P just means that a deterministic Turing machine can solve it in a \(\bf P\)olynomial number of steps.
NP means a \(\bf N\)on-deterministic Turing machine can solve it in a \(\bf P\)olynomial number of steps.
A Turing machine is an infinitely long band of tape and a cursor with a counter. The tape consists of frames and each frame has a symbol. The symbol gives the cursor an instruction, such as move left or right, change the counter value, and write a symbol down on another frame. A deterministic Turing machine has at most one instruction in each frame, while a non-deterministic Turing machine can have multiple instructions in each frame. When the cursor hits a frame with \(n\) instructions, then it splits into \(n\) different cursors and they run each instruction independently of each other.
You can think of a deterministic Turing machine as our current computers if they were to have infinite memory. When we're talking about these things, generally we're ignoring any limitations in RAM or drive. The main difference between deterministic and non-deterministic is that deterministic must commit to a single choice, while a non-deterministic execute all choices simultaneously to solve a problem.
The both machines have the same computing power, which is to say that if either one of them can solve a computing problem, both of them can. The issue is how many steps it would take to solve the problem. If we try to emulate a non-deterministic Turing machine, we have to keep a collection to hold the positions and counters of each cursor, and we would still have to execute their operations sequentially. It would be exponential increase in the number of steps.
In general, implementing problems on the theoretical Turing machines is a bit difficult, so instead what we tend to do is to use an algorithm to solve another algorithm and vise versa.
For example, the `min` operation gets the smallest element in a collection. The `sort` operation puts all elements in a collection in order. We can utilize `min` to solve `sort` by finding the `min` element, removing it, and putting it into a new sorted collection. We could repeat this until the collection was sorted. We would only need to repeat this process \(n\) times (the size of the collection), which is a polynomial.
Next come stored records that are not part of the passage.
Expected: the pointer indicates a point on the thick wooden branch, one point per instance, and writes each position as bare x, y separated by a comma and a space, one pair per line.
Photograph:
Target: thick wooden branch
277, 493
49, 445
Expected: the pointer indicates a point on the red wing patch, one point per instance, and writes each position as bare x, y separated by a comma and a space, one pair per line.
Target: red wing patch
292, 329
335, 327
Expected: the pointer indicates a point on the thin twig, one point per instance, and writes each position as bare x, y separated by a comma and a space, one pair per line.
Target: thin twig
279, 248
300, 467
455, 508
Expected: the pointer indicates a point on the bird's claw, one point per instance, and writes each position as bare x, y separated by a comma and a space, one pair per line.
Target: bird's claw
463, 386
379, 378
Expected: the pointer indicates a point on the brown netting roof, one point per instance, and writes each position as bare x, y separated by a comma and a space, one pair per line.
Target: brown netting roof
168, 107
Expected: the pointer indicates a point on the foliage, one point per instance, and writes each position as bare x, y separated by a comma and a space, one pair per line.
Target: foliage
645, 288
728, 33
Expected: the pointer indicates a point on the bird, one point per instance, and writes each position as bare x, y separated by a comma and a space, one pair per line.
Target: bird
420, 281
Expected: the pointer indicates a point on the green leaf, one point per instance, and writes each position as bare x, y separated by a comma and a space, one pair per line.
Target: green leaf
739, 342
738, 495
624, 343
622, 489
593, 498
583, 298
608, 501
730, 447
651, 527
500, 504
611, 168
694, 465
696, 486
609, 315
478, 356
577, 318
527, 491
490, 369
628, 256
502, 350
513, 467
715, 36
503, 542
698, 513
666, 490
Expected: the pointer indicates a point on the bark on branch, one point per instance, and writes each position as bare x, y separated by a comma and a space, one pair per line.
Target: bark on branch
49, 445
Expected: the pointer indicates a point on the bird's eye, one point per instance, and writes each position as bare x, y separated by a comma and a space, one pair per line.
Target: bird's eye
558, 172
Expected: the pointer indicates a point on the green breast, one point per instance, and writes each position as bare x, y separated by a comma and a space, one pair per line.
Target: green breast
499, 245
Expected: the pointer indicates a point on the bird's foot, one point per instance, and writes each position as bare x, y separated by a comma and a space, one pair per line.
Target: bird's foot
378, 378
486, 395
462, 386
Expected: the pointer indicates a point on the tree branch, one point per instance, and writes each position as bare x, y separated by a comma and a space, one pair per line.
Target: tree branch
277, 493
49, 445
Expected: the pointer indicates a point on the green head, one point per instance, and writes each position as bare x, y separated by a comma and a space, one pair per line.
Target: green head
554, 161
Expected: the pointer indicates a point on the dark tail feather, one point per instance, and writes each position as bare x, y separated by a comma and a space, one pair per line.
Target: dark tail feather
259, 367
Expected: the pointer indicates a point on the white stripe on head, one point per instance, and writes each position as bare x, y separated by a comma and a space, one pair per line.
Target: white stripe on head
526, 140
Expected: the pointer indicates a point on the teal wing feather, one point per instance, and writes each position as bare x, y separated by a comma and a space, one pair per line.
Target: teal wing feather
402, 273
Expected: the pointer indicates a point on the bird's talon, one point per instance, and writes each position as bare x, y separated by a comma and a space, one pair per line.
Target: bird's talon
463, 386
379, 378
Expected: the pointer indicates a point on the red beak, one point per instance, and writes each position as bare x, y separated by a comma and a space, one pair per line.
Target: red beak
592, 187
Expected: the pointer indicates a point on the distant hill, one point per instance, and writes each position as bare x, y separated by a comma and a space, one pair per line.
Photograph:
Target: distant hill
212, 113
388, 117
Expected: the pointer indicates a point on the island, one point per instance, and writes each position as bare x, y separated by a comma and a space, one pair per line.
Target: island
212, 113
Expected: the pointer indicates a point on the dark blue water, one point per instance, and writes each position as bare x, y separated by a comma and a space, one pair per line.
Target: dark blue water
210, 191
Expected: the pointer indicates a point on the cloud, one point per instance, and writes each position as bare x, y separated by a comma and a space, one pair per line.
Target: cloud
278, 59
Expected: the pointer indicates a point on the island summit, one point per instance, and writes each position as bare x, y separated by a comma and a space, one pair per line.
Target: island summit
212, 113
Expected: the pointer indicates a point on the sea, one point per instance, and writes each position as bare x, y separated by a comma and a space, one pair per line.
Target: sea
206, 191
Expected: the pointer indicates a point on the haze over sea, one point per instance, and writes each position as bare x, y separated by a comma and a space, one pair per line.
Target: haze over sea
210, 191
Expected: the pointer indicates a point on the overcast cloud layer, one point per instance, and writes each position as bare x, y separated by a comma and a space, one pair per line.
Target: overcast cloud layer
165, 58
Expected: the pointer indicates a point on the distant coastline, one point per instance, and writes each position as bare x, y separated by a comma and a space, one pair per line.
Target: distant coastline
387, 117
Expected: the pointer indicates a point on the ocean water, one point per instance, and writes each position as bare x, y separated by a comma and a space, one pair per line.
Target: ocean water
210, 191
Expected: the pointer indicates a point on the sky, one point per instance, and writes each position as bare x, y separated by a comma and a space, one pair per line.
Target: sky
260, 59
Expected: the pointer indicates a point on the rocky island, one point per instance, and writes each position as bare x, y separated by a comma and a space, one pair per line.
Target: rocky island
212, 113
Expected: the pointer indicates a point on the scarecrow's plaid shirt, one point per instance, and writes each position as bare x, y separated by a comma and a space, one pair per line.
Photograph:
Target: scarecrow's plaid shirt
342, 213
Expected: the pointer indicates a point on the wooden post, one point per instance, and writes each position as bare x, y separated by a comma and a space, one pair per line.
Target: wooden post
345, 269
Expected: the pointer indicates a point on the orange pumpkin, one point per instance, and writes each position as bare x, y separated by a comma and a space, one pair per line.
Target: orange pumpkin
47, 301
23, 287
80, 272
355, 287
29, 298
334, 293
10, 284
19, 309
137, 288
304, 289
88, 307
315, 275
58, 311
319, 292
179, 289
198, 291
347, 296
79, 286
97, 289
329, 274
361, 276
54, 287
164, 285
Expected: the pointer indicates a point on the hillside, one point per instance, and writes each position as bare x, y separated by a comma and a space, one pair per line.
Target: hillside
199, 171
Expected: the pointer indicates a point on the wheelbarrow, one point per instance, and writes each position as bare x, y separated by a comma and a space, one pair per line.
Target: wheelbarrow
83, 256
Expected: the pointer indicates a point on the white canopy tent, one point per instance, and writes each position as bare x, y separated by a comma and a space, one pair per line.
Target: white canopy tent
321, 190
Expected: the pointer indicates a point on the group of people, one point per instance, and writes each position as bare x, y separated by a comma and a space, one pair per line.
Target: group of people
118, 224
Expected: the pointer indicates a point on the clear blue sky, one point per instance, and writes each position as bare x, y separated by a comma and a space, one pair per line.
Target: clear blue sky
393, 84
Since the composition of a polynomial with a polynomial is still a polynomial, then we know that if `min` is a P problem, then `sort`, which can be solved using `min` a polynomial number of times, must also be a P problem. In fact we would say that `sort` is no harder than `min` in terms of polynomial steps.
We say a problem is NP Hard if it can be used a polynomial number of times to solve any NP problem . Thus we can say that every NP problem is no harder than every NP Hard problem. The 'no harder than' designation can be shown the same way I showed that `sort` is no harder than `min`. Also since it is a transitive relation, we really only have to solve the "hardest" NP problems using the NP Hard problem to show it is NP hard.
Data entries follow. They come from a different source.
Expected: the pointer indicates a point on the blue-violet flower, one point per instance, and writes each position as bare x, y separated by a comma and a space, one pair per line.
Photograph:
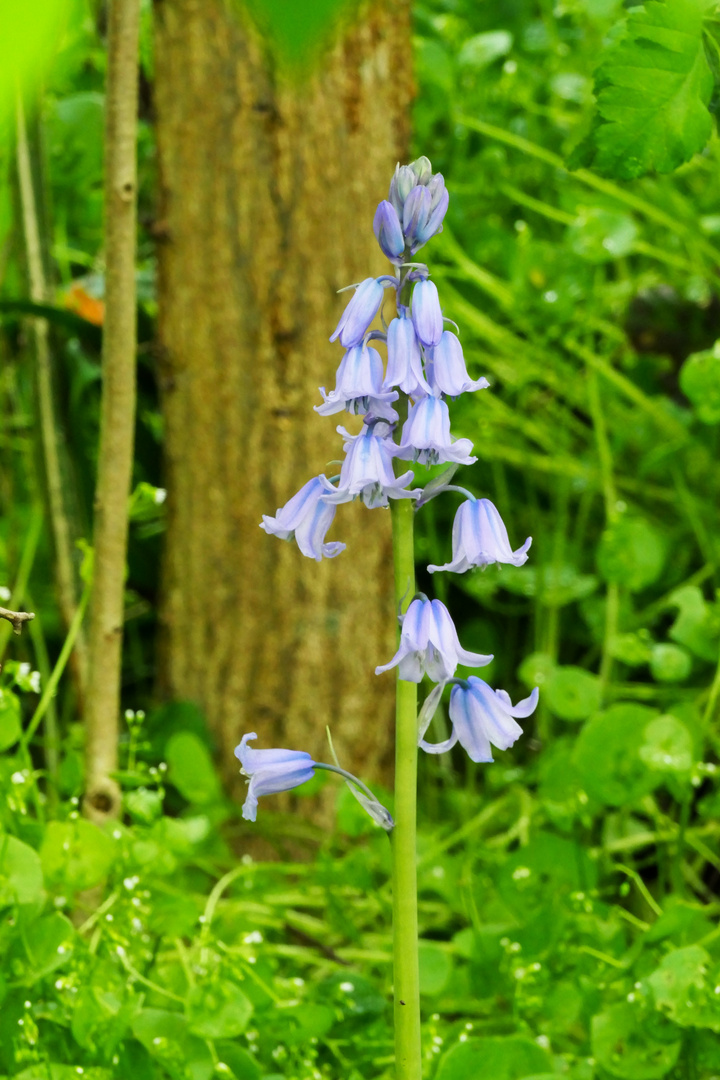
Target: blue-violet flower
426, 435
483, 717
479, 537
446, 368
358, 386
429, 644
270, 771
360, 312
426, 313
307, 517
368, 470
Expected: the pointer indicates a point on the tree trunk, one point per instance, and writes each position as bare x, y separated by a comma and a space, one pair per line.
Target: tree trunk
268, 190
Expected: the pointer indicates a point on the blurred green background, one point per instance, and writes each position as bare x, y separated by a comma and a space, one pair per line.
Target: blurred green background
569, 892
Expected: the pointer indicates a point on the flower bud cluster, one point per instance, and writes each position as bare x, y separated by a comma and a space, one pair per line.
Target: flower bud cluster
425, 367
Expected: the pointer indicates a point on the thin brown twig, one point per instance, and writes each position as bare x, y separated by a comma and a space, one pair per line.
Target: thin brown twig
16, 618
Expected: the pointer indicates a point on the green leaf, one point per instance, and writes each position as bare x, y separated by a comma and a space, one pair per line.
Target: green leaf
218, 1011
76, 853
10, 718
667, 745
21, 873
621, 1045
700, 381
572, 693
653, 89
682, 990
191, 769
494, 1058
630, 553
608, 755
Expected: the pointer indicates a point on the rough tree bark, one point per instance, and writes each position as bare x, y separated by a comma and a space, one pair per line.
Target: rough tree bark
268, 190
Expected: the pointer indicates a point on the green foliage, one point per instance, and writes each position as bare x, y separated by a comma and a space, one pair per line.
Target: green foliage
653, 89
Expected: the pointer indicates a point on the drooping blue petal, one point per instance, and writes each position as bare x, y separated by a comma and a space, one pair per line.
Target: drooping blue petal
360, 313
426, 313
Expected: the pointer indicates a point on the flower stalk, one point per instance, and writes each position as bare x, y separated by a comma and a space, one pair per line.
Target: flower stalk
404, 836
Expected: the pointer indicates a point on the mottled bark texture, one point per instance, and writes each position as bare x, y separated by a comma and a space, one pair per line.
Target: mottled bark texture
268, 190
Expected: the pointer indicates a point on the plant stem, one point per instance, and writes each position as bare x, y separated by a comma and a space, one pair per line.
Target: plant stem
404, 836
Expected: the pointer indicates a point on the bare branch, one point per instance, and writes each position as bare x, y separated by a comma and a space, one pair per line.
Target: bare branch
16, 618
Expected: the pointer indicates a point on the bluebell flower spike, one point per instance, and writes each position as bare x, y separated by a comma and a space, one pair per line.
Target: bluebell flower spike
430, 645
271, 771
481, 718
307, 518
479, 538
The "hardest" NP problems are what we would call NP Complete problems. They are problems which are both NP Hard and NP. Suppose problem \(A\) is NP, and you're not sure about problem \(B\). If you can show that \(A\) is no harder than \(B\), then you know \(B\) is NP Hard. If you can show that \(B\) is no harder than \(A\) as well, then you've known that \(B\) is NP. Showing both would mean \(B\) would be NP Complete.
We know NP problems can be used to solve P problems in a polynomial number of steps, which means that P problems are also NP problems.
So far, no one has ever been able to solve an NP Complete problem using any P problem a polynomial number of times. Therefore we don't know if NP Complete is no harder than P or not. If it were true, then that would mean P = NP = NP Complete. All of our current methods for solving NP Complete problems require an exponential number of steps, but if someone showed P = NP they could all be solved in a polynomial number of steps. Breaking encryption is an NP Complete problem.
Just to keep some things in mind:
P is no harder than NP, and P is a subset of NP.
NP is no harder than NP Hard, and NP Complete is a subset of NP and NP Hard.
So far, it seems that NP Complete is harder than P which means P \(\neq\) NP, but it has yet to be proven whether or not P and NP Complete are equivalent (neither is harder than the other).